Mon entrée dans l’art abstrait
Je suis née
à Paris quinzième. J’ai élevé mes
enfants et enseigné dans l’arrondissement voisin le quatorzième. Là, pendant vingt-cinq
ans, j’ai été fidèle à divers cours de dessin, pierre noire, gouache, aquarelle,
pastel, acrylique. Que du figuratif : les
natures mortes, les modèles vivants, les bouquets de fleurs et les bouquets de
bouteilles ont fleuri cette période de ma vie. Et puis, en 2013, j’ai voulu bousculer mes acquis,
ouvrir une nouvelle fenêtre et me lancer dans l’abstrait.
Sur
Internet, j’ai cherché des cours qui m’intéresseraient et j’ai finalement déposé
un dossier à la Mairie de Paris pour entrer aux Ateliers Beaux-Arts. J’ai
notamment remarqué les cours de Martin Bissière. Fils de Louttre B, peintre et
graveur et petit-fils de Roger Bissière, précurseur de l’art non figuratif ;
cette lignée inspirait le respect. Je suis allée voir les tableaux de Martin
Bissière : j’ai découvert des tâches de couleurs qui ne me disaient trop
rien mais c’était abstrait et coloré.
Une galerie
de Soissons précisait ; « Le travail de M. Bissière tourne autour
de l’accident, du désir et de la violence, ses œuvres sont traversées d’une
gestuelle énergique. Elles sont tachées de glacis colorés et de formes qui se
construisent puis se disloquent. »
La description
de son atelier annonçait : Initiation aux processus picturaux et à l’abstraction.
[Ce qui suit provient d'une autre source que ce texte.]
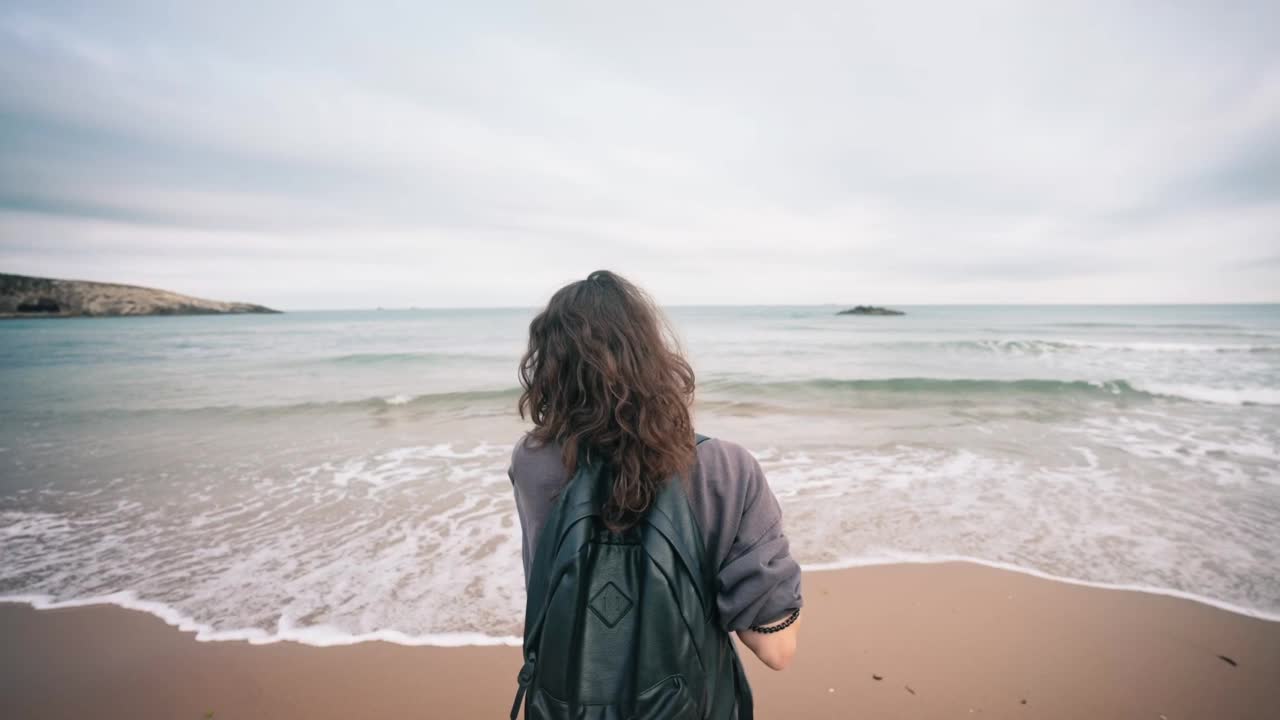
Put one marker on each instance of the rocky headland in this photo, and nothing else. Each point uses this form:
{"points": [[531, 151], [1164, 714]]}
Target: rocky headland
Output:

Sur des toiles de grands formats montées sur châssis et posées à même le sol,
les élèves sont invités à se familiariser avec les outils du langage abstrait
qui sont les tâches, les signes, les aplats. » Oui, découvrir le
langage abstrait m’a tenté.
Mon dossier étant
accepté, en septembre 2013, pour quatre annnées et ceci quinze heures par semaine, me voilà lancée dans l’atelier Beaux-Arts de Paris-Glacière n° 32.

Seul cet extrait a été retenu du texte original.